To be sure, they seem altogether ready for and available
to ordinary reflections about copies, appropriation, sex and
its representation, images in the Photoshop age, eroticism
in the Internet age, the esoteric wealth of cinematographic
representation, and who knows what else, but one feels before
very long at all that this is quite frankly not their goal. No avenue
is really followed up, nothing is delivered, things are there,
that is for sure, but like so many inevitable components, like so
many benign accidents, dross of the day and age, traces of life.

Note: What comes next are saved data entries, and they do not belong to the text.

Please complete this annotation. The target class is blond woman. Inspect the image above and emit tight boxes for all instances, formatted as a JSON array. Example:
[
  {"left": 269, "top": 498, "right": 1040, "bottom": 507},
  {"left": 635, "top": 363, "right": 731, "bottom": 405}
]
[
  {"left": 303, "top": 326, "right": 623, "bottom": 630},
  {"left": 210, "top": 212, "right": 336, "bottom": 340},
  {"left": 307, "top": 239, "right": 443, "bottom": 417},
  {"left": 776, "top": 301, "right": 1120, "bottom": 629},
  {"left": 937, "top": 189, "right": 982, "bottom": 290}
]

So let us, what is more, immediately deal with the thing about
eroticism, or pornography, often pointed to with regard to the
paintings of Ida Tursic and Wilfried Mille: yes, this dimension does exist, but (with time) it has tended to dwindle, and these
days it is quite possible that their oeuvre includes as many
abstract as figurative canvases, which perforce imposes a
moderation on sexual representations. But they are in fact
there, and we notice them all the more because elsewhere we
do not see them, or, more exactly, we do not see them very
much–elsewhere meaning in the painting of other painters of
their generation: Tursic and Mille were both born in 1974. It
seems to me, furthermore, that painting, it just so happens, is
not the preferred medium of the other painters of this generation,
which is, a fortiori, a figurative one, and it is true that,
in particular, the alternative that this oeuvre pits unaggressively
against the torrents of abstract paint flowing elsewhere
works in its favour. And among the answerless questions that
this painting seems to address, there is precisely the issue of
the representation of images in the form of their measured
disappearance, among this generation which is, for all that,
described as being suffused by digital images, whereas it–that
representation–seemed truly present in the previous generation
(Peter Doig, John Currin, Jeff Koons). These particular
figures do, incidentally, swiftly turn up in the construction of
an opinion about the painting of Ida Tursic and Wilfried Mille:
these paintings do not actually make any mystery about their
ideal kinship bonds–with the painting of
Gerhard Richter,
Ed Ruscha, James Rosenquist, Jeff Koons, and
Richard Prince–
but they have chosen for themselves a family that has been
put back together to such an extent (with Niele Toroni in the
role of the beloved old uncle and
Gustave Courbet playing the
part of the great-grandfather one would have so much liked
to know) that the only meaning it has is to indicate its intent
to enter into a dialogue with this family, which, what is more,
regularly finds for itself new cousins several times removed, so
much so that one quite well understands that, in truth, what
is involved is the family of great painters in its entirety–their
period and their stylistic allegiance being of little import.